With this interpretation you can rewrite Equation (1) as follows:

$sim(q,d_j) = \sum^m_{i=1} P(k_i|d_j)P(q|k_i)$ (2)

### Question a
Show that indeed with the probabilistic interpretation of weights of vector space retrieval, as given i

n Equation (2), the similarity computation in vector space retrieval results exactly in the probabilistic interpretation of information retrieval, i.e., $sim(q,d_j)= P(q|d_j)$.
Given that $d_j$ and $q$ are conditionally independent, i.e., $P(d_j \cap q|ki) = P(d_j|k_i)P(q|k_i)$. You can assume existence of joint probability density functions wherever required. (Hint: You might need to use Bayes theorem)

\begin{align}
P(q|d_j) & = \frac{P(q \cap d_j)}{P(d_j)} \\
& = \sum_{i=1}^m \frac{P(q \cap d_j | k_i) P(k_i)}{P(d_j)} & \text{using $P(A) = \sum_B P(A|B) P(B)$} \\
& = \sum_{i=1}^m \frac{P(q|k_i) P(d_j | k_i) P(k_i)}{P(d_j)} & \text{using conditional independence} \\
& = \sum_{i=1}^m P(k_i |d_j) P(q|k_i) & \text{using Bayes theorem, $P(A|B) = \frac{P(B|A) P(A)}{P(B)}$}
\end{align}

### Question b
Using the expression derived for $P(q|d_j)$ in (a), obtain a ranking (documents sorted in descending order of their scores) for the documents $P(k_i|d_1) = (0, 1/3, 2/3)$, $P(k_i|d_2) =(1/3, 2/3, 0)$, $P(k_i|d_3) = (1/2, 0, 1/2)$, and $P (k_i|d_4) = (3/4, 1/4, 0)$ and the query $P(q|k_i) = (1/5, 0, 2/3)$.

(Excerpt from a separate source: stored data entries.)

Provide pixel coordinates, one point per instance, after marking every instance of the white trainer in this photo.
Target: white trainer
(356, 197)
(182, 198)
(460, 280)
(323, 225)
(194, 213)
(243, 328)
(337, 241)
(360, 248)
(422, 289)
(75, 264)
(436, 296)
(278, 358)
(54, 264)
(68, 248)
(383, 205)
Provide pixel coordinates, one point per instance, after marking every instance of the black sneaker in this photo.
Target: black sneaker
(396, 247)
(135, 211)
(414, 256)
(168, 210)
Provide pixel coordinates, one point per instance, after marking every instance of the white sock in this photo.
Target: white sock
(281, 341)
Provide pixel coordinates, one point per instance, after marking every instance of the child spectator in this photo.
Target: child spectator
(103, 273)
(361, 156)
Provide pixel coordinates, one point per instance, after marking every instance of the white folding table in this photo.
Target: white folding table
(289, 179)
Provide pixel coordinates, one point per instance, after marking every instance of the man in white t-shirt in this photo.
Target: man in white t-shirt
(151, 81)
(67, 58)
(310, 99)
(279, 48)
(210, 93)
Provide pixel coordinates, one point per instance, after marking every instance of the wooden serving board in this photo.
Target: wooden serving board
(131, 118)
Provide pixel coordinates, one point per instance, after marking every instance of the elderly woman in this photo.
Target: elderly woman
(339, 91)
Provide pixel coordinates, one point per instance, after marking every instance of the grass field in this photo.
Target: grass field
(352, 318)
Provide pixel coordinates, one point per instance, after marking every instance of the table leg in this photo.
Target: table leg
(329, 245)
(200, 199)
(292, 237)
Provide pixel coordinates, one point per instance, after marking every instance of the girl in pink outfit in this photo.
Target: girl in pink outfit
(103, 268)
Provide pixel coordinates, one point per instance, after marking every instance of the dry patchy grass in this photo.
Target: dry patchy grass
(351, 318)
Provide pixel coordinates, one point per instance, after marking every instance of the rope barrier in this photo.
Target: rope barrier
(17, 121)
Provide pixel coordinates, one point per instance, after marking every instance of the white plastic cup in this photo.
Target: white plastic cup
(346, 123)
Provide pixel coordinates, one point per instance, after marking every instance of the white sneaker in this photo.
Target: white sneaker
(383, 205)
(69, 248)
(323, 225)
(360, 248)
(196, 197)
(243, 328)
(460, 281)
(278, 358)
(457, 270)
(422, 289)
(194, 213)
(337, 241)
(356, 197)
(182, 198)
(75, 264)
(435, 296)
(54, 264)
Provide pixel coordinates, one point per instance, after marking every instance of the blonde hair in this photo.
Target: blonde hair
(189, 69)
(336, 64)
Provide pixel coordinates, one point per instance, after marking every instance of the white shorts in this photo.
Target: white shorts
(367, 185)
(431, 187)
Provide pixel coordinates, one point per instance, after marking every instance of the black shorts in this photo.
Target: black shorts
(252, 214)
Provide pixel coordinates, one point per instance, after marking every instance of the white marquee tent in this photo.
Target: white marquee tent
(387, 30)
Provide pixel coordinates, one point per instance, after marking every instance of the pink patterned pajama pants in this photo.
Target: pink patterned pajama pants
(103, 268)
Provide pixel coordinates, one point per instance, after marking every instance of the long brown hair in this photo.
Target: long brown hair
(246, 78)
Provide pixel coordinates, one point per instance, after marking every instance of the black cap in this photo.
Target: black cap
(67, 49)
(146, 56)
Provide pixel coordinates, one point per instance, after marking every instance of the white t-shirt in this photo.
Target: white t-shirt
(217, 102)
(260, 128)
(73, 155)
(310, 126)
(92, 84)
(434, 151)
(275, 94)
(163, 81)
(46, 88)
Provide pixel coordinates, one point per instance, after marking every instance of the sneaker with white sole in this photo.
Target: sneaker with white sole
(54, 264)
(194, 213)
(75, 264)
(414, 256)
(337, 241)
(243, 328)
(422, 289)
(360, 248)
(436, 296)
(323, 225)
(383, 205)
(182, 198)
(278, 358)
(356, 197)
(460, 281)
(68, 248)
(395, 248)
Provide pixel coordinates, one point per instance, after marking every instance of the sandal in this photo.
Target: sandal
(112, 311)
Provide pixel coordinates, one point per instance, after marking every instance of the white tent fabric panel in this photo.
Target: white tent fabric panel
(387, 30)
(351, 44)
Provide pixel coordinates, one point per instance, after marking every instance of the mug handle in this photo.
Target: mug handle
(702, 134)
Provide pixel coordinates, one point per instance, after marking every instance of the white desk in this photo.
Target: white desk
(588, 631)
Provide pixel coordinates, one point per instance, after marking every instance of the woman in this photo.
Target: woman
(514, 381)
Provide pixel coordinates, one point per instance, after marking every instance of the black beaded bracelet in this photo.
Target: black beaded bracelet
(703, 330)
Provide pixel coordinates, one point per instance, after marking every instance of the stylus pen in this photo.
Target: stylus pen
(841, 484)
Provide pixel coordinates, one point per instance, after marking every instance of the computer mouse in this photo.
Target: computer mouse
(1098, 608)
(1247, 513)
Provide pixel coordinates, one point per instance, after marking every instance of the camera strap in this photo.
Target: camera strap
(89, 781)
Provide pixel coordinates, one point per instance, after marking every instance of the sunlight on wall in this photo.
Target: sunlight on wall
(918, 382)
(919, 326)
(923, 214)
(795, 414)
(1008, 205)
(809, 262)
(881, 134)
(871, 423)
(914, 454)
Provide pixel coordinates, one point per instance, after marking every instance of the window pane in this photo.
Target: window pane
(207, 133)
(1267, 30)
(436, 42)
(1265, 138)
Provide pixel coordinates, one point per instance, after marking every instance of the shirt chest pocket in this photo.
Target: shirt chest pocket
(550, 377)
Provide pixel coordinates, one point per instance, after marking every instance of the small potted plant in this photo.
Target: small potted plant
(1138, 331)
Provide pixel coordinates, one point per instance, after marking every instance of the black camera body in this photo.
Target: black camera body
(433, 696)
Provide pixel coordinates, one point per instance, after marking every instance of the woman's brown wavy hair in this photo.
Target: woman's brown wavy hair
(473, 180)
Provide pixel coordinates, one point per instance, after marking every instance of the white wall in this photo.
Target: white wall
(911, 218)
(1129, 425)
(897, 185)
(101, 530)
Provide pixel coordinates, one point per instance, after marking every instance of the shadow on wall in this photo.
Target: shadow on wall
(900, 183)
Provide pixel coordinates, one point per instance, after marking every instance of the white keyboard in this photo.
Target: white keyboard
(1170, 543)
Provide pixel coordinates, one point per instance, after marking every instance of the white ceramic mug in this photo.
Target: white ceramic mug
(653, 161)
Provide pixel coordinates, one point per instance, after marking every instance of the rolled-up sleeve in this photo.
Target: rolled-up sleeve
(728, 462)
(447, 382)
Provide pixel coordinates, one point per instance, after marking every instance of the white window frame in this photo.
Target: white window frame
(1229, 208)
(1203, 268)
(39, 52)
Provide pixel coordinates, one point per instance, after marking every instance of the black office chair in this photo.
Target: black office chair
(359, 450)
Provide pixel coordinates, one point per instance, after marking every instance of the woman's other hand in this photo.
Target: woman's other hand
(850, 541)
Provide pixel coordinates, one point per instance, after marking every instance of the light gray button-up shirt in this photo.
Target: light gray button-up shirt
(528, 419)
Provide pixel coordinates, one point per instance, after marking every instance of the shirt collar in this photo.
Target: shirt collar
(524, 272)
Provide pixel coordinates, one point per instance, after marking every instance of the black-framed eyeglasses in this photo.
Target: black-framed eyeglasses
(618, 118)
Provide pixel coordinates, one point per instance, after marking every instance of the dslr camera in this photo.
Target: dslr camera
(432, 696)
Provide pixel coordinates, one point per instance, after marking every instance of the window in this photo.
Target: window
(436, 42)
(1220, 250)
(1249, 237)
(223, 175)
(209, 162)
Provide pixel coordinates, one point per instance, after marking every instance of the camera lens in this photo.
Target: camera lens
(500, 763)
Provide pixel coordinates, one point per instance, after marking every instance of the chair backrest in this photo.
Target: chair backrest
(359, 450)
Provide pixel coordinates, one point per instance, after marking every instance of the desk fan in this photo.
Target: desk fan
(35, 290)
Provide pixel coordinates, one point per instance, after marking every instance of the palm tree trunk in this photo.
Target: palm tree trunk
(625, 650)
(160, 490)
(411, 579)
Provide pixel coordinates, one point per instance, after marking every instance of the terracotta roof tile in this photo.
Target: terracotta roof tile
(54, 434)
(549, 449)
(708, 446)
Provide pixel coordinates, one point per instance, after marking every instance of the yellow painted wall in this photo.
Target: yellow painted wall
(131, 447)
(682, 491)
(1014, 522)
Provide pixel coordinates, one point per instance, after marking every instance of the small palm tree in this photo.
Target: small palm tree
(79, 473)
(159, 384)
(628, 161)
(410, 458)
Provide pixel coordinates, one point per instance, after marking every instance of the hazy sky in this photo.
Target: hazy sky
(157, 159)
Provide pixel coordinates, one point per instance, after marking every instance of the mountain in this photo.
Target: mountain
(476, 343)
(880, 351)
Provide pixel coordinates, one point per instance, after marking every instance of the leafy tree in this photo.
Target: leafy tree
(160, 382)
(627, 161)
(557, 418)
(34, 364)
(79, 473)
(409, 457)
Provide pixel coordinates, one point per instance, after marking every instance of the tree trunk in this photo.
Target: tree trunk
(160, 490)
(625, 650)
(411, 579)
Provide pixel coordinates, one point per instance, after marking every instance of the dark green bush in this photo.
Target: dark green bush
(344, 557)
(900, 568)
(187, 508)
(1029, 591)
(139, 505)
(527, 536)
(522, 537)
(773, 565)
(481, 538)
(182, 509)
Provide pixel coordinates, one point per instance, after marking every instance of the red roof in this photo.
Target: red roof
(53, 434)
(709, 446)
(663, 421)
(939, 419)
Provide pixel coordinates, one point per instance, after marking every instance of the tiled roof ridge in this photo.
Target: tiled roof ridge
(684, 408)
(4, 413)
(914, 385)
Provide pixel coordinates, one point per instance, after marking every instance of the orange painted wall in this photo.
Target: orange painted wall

$P(q|d_1) = \sum_{i=1}^m P(k_i|d_1) P(q|k_i) = 0 \times \frac{1}{5} + \frac{1}{3} \times 0 + \frac{2}{3} \frac{2}{3} = \frac{4}{9} = 0.4444$

Similarly, for the remaining documents:
+ $P(q|d_2) = 1/15 = 0.0666$
+ $P(q|d_3) = 1/2 \times 1/5 + 1/2 \times 2/3 = 1/10 + 1/3 = 3/30 + 10/30 = 13/30 = 0.4333$
+ $P(q|d_4) = 3/20 = 0.15$. 
Thus the final ranking is $d_1, d_3, d_4, d_2$.